Johnson was born and raised in Austin, Minn. He originally planned on attending community college in his hometown with his friends. But his father had his own plans.
He enrolled Johnson at the University and urged him to pledge the Sigma Nu fraternity, where he still serves as an adviser.
Johnson said he was angry at first, but he realized quickly that he loved the hustle and bustle of the city.
He graduated with a journalism degree in 1977 and hasn’t left Dinkytown since. He found work at Nelson’s, an office supply and copy shop that stood in Pagoda’s current location. When Nelson’s went out of business, Johnson opened Autographics in 1989, taking over many of Nelson’s old clients and the business of printing and copying in Dinkytown.
Strung between two places
Johnson writes and paints in his spare time and said the views from Autographics and his downtown apartment provide plenty of inspiration.

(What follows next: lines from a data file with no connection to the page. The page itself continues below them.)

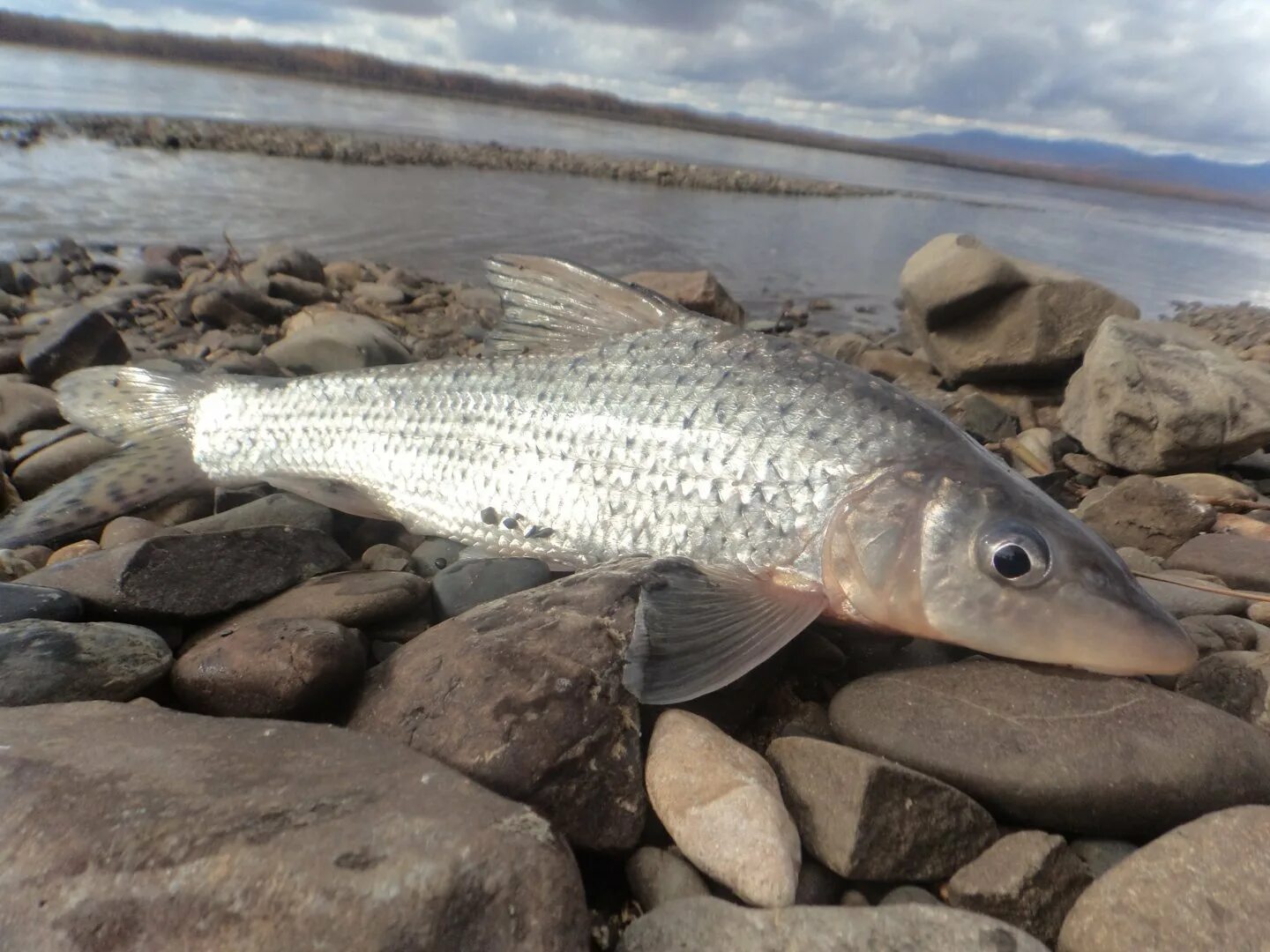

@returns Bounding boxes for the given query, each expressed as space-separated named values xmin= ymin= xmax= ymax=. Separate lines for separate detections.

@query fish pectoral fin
xmin=485 ymin=254 xmax=702 ymax=354
xmin=266 ymin=476 xmax=398 ymax=520
xmin=623 ymin=559 xmax=828 ymax=704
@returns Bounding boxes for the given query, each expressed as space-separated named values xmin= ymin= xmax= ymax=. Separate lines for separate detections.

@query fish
xmin=0 ymin=255 xmax=1196 ymax=704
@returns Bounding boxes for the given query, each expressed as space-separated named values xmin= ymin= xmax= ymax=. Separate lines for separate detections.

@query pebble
xmin=947 ymin=830 xmax=1092 ymax=946
xmin=618 ymin=897 xmax=1045 ymax=952
xmin=0 ymin=618 xmax=171 ymax=710
xmin=767 ymin=738 xmax=997 ymax=882
xmin=626 ymin=846 xmax=710 ymax=912
xmin=20 ymin=525 xmax=347 ymax=618
xmin=1058 ymin=806 xmax=1270 ymax=952
xmin=432 ymin=559 xmax=551 ymax=618
xmin=1076 ymin=476 xmax=1217 ymax=559
xmin=1164 ymin=533 xmax=1270 ymax=591
xmin=171 ymin=618 xmax=366 ymax=718
xmin=0 ymin=582 xmax=84 ymax=623
xmin=0 ymin=703 xmax=588 ymax=952
xmin=358 ymin=559 xmax=655 ymax=859
xmin=646 ymin=710 xmax=802 ymax=906
xmin=829 ymin=660 xmax=1270 ymax=837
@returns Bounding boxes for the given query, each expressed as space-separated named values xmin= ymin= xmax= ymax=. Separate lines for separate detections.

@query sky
xmin=10 ymin=0 xmax=1270 ymax=161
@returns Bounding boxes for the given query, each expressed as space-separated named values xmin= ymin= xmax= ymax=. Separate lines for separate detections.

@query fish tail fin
xmin=0 ymin=367 xmax=213 ymax=548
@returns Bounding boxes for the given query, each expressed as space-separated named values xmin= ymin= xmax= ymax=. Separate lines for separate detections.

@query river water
xmin=0 ymin=44 xmax=1270 ymax=316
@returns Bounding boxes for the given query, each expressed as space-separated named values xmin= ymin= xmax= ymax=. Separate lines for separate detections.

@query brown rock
xmin=1076 ymin=476 xmax=1217 ymax=559
xmin=900 ymin=234 xmax=1139 ymax=383
xmin=349 ymin=560 xmax=645 ymax=851
xmin=623 ymin=271 xmax=745 ymax=326
xmin=767 ymin=738 xmax=997 ymax=881
xmin=650 ymin=710 xmax=802 ymax=906
xmin=1058 ymin=806 xmax=1270 ymax=952
xmin=171 ymin=618 xmax=366 ymax=718
xmin=21 ymin=525 xmax=348 ymax=618
xmin=0 ymin=703 xmax=586 ymax=952
xmin=947 ymin=830 xmax=1092 ymax=946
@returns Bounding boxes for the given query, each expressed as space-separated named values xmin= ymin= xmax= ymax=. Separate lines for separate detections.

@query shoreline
xmin=0 ymin=113 xmax=930 ymax=201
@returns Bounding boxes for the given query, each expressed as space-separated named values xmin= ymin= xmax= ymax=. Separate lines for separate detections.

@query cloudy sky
xmin=10 ymin=0 xmax=1270 ymax=161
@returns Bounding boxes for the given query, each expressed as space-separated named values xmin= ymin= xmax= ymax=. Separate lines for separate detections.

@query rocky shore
xmin=0 ymin=115 xmax=920 ymax=198
xmin=0 ymin=234 xmax=1270 ymax=952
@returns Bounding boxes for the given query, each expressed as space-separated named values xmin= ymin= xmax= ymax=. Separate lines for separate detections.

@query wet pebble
xmin=646 ymin=710 xmax=802 ymax=906
xmin=0 ymin=620 xmax=171 ymax=707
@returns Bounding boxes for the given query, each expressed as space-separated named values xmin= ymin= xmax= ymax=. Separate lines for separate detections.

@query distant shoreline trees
xmin=0 ymin=11 xmax=1270 ymax=211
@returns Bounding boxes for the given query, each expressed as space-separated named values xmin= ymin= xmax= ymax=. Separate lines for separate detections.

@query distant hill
xmin=892 ymin=130 xmax=1270 ymax=196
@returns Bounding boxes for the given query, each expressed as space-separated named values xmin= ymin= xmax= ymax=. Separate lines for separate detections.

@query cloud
xmin=12 ymin=0 xmax=1270 ymax=159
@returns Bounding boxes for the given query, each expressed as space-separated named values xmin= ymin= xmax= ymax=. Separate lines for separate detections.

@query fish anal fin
xmin=268 ymin=476 xmax=398 ymax=522
xmin=485 ymin=254 xmax=706 ymax=354
xmin=623 ymin=559 xmax=828 ymax=704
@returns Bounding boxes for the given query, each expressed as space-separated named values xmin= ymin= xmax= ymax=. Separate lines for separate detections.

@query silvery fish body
xmin=0 ymin=257 xmax=1195 ymax=703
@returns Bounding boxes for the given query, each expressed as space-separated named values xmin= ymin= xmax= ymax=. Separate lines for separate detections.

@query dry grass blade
xmin=1132 ymin=571 xmax=1270 ymax=602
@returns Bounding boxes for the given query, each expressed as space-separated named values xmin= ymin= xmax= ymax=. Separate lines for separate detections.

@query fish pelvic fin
xmin=0 ymin=367 xmax=214 ymax=548
xmin=485 ymin=254 xmax=705 ymax=355
xmin=623 ymin=559 xmax=828 ymax=704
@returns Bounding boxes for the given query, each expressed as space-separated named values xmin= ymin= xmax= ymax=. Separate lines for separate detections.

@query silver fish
xmin=0 ymin=257 xmax=1195 ymax=703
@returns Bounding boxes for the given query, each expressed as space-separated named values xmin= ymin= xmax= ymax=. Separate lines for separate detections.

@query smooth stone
xmin=767 ymin=738 xmax=997 ymax=882
xmin=1164 ymin=533 xmax=1270 ymax=591
xmin=0 ymin=620 xmax=171 ymax=707
xmin=626 ymin=846 xmax=710 ymax=912
xmin=20 ymin=525 xmax=348 ymax=620
xmin=349 ymin=559 xmax=656 ymax=852
xmin=0 ymin=582 xmax=84 ymax=622
xmin=617 ymin=897 xmax=1045 ymax=952
xmin=171 ymin=618 xmax=366 ymax=718
xmin=432 ymin=559 xmax=551 ymax=620
xmin=829 ymin=660 xmax=1270 ymax=837
xmin=1076 ymin=476 xmax=1217 ymax=559
xmin=644 ymin=709 xmax=802 ymax=906
xmin=1058 ymin=806 xmax=1270 ymax=952
xmin=947 ymin=830 xmax=1092 ymax=946
xmin=12 ymin=433 xmax=119 ymax=499
xmin=0 ymin=703 xmax=588 ymax=952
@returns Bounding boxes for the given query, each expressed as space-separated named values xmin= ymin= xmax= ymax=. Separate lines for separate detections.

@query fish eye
xmin=979 ymin=524 xmax=1050 ymax=588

“When I rode the bus here every day I would always see someone on the bus,” Johnson said. “I would observe them and write about what I thought their life was like.”
Although he loves city life, Johnson is also attracted to Dinkytown’s small-town feel. He said he likes how all of the business owners know each other and dislikes chains that he says are uninterested in getting involved with the community.
“He always tells me that back in the day … most of the businesses were Dinkytown Optical, Dinkytown Shoe Store, Campus Cobbler, Dinkytown this, Dinkytown that,” Pillsbury said. “He doesn’t want Dinkytown to look like the food court at the mall.”
Johnson said this close-knit feeling is disappearing with each newly built apartment complex, and soon his family demands might draw him away from the city for good.
Johnson’s father died two years ago, and since then he’s been traveling to Austin every weekend to care for his mother.
“I can stay here so long and then I have to get out,” he said. “I can see the stars in Austin. … The air smells sweet to me. You can smell the crops [as you’re] coming into town.
“There’s no sweet smell here in the city.”
Johnson is currently running Autographics by himself, so if he decides to move home he won’t have to let go of any student employees. Still, he said it’s a difficult decision.
“I’m strung between two places; I’m in Austin half the time and Minneapolis half the time,” he said. “I should probably give one of them my full attention.”